Selasa, 06 Desember 2011

Pak Harto The Untold Stories (1)

http://wasisgaleria.files.wordpress.com/2010/12/02-1.jpg

PERJALANAN waktu menyebabkan orang kembali rindu kepada sosok Pak Harto. Maka orang mulai mempertanyakan dana 26 juta dollar dari Amerika Serikat dalam gerakan reformasi.

Di dalam buku Pak Harto, The Untold Stories, Bupati Karanganyar Rina Iriani Ratnaningsih menulis: ‘’Peziarah semakin banyak saja sejak Pak Harto dimakamkan di Astana Giribangun.’’ Sekarang kompleks pemakaman keluarga mantan Presiden Soeharto yang terletak di atas bukit di Desa Girilayu, Kecamatan Matesih, Kabupaten Karanganyar, sekitar 35 km dari Kota Surakarta, telah dibuka sebagai daerah tujuan wisata ziarah.

Setiap hari – terutama di akhir pekan – lapangan parkir luas disesaki bus besar membawa peziarah mengunjungi pemakaman, terutama makam Pak Harto, sekadar untuk membacakan Surah Yasin. Tak sedikit di antara mereka datang dari tempat jauh, termasuk dari luar Jawa.

Rupanya setelah reformasi menjatuhkan Pak Harto dari kekuasaannya berlalu 13 tahun, rakyat kembali merindukan figur Pak Harto dengan gaya kepemimpinannya yang tegas – malah terkadang keras – tapi lebih tulus memikirkan kepentingan dan nasib rakyatnya. Itu berbeda dengan gaya kepemimpinan yang mereka kenal sekarang: ragu-ragu, serba dibuat-buat, seolah-olah mencintai rakyat, padahal semuanya demi rating, demi populeritas, untuk dapat memenangkan kursi dalam Pemilu.
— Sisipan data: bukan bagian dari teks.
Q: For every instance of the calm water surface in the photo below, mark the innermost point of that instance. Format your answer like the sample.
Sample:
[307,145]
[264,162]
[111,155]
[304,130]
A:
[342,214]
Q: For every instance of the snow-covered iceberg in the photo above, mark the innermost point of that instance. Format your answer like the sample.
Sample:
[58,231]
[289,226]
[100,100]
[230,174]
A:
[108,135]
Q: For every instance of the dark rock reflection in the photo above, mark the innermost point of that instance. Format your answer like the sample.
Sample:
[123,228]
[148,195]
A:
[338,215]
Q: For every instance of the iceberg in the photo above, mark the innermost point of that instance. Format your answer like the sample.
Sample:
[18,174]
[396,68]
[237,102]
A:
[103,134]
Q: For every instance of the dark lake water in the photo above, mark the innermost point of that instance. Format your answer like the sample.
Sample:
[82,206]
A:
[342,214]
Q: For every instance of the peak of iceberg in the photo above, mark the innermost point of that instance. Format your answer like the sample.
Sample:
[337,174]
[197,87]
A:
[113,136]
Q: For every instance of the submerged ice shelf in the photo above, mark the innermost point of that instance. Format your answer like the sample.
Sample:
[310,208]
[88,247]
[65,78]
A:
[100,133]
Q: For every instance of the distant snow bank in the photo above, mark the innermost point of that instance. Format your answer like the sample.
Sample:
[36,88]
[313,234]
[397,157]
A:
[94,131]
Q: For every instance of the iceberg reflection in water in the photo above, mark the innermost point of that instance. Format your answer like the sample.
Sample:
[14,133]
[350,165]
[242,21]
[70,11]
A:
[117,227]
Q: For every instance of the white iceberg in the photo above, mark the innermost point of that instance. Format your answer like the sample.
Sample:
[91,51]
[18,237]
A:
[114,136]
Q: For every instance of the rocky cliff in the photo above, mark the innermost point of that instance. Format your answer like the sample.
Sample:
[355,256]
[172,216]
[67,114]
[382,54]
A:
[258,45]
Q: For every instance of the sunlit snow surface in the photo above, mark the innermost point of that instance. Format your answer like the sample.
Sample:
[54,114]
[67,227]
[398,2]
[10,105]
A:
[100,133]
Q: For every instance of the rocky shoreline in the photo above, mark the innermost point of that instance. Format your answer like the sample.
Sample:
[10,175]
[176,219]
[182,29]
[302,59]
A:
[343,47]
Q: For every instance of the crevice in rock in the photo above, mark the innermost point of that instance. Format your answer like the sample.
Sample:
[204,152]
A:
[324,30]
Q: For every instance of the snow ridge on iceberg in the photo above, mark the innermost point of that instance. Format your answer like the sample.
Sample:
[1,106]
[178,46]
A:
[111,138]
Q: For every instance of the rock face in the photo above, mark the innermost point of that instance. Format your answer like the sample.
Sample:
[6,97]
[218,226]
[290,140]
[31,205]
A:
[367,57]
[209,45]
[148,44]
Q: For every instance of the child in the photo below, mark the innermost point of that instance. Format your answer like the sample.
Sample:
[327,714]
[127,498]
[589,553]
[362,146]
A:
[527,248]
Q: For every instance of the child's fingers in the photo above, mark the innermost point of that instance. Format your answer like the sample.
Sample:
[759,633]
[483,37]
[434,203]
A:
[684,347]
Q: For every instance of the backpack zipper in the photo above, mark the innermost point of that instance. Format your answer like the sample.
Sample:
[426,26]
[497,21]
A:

Rupanya waktu yang 13 tahun itu sudah mencukupi bagi rakyat untuk mengendapkan masalah mau pun perasaan emosionalnya. Maka survei pun memperlihatkan betapa gaya kepemimpinan Pak Harto kembali dirindukan.

Oleh karena itu penerbitan buku Pak Harto, The Untold Stories oleh PT Gramedia Pustaka Utama yang diluncurkan di Jakarta 8 Juni lalu, tepat di hari ulang tahun Pak Harto ke-90, betul-betul memilih momentum yang tepat. Kini buku setebal 600-an halaman itu sudah beredar di jaringan toko buku Gramedia.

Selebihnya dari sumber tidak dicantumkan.